Ce public, parce qu’il n’est pas le destinataire des décisions de l’administration, peut ne pas être en mesure d’accéder aux informations concernant ces décisions, de participer au processus décisionnel ou de les contester devant une juridiction. Dès lors, ainsi que l’indique le préambule de la Convention d’Aarhus du 25 juin 1998, afin qu’ils soient effectivement en mesure de faire valoir leur droit à vivre dans un environnement sain, des garanties spécifiques doivent être mis en œuvre pour permettre au public d’être
en mesure « de protéger [ses] intérêts dans le processus décisionnel en matière d’environnement, ce qui implique [qu’il soit] en mesure de participer de manière effective à la procédure en cause et de faire examiner leurs arguments pertinents ».

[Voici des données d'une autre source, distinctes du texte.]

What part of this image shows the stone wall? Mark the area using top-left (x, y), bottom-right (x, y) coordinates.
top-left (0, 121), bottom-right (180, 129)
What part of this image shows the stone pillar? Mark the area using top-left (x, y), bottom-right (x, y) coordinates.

Pour cette raison, l’article 9, paragraphe 3, de la Convention d’Aarhus impose aux États parties de veiller à ce que chacun puisse « engager des procédures administratives ou judiciaires pour contester les actes ou omissions de particuliers ou d’autorités publiques allant à l’encontre des dispositions du droit national de l’environnement ». Si cette disposition n’a pas d’effet direct en droit interne, le droit au recours, et notamment le droit d’accès à un tribunal, doit être interprété à la lumière de cette exigence spécifique qui vise notamment à permettre à des conflits impliquant de nombreux intérêts et droits contradictoires d’être tranchés par un tiers impartial.

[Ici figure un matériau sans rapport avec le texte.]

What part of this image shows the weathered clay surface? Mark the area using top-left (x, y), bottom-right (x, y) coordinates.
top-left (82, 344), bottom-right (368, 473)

Par conséquent, seules des raisons impérieuses peuvent justifier de restreindre le droit au recours, et notamment d’accès à un tribunal, en matière d’environnement. Or, la réforme contentieuse introduite par l’article 15 du projet de loi, et en particulier la restriction des possibilités de former un référé pour contester une décision concernant certains projets agricoles, limite l’accès à un tribunal des opposants à ces projets sans que cette restriction ne soit justifiée. Le Conseil d’État relève ainsi que « l’étude d’impact ne fait pas apparaître de difficultés particulières en ce qui concerne le contentieux de ces projets, notamment en termes de délais de jugement ou de complexité, et se borne à anticiper une hausse du nombre des recours » qui ne représentent en l’état qu’une « part extrêmement limitée des affaires en cours d’instruction devant les tribunaux administratifs »

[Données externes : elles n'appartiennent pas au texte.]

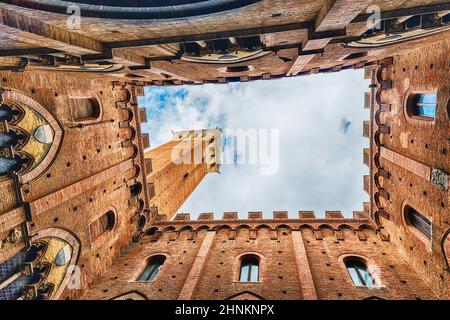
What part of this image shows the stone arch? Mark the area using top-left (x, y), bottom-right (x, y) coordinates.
top-left (318, 224), bottom-right (335, 238)
top-left (255, 224), bottom-right (272, 231)
top-left (112, 291), bottom-right (148, 300)
top-left (126, 126), bottom-right (137, 141)
top-left (132, 164), bottom-right (140, 179)
top-left (138, 214), bottom-right (147, 230)
top-left (275, 224), bottom-right (293, 231)
top-left (13, 0), bottom-right (263, 19)
top-left (298, 224), bottom-right (315, 231)
top-left (226, 290), bottom-right (265, 300)
top-left (338, 224), bottom-right (356, 237)
top-left (145, 227), bottom-right (160, 236)
top-left (235, 224), bottom-right (252, 238)
top-left (235, 224), bottom-right (252, 230)
top-left (196, 225), bottom-right (213, 233)
top-left (178, 225), bottom-right (194, 232)
top-left (177, 226), bottom-right (194, 240)
top-left (121, 107), bottom-right (133, 122)
top-left (1, 89), bottom-right (63, 183)
top-left (441, 229), bottom-right (450, 270)
top-left (337, 224), bottom-right (356, 231)
top-left (358, 224), bottom-right (376, 232)
top-left (31, 228), bottom-right (81, 300)
top-left (161, 226), bottom-right (176, 233)
top-left (130, 181), bottom-right (142, 196)
top-left (298, 224), bottom-right (315, 239)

Dès lors, la Défenseure des droits estime que la réforme des contentieux concernant les projets d’ouvrage hydraulique agricole et d’installation d’élevage tel que prévue par l’article 15 du projet de loi porte atteinte au droit au recours"

Malheureusement, ces avis n'ont pas convaincu la majorité, la droite et le Rassemblement national de la nécessité de supprimer ce dispositif. Le groupe écologiste espère qu'ils sauront entendre raison lors du débat en hémicycle, à l'occasion du vote sur cet amendement de suppression de l'article 15.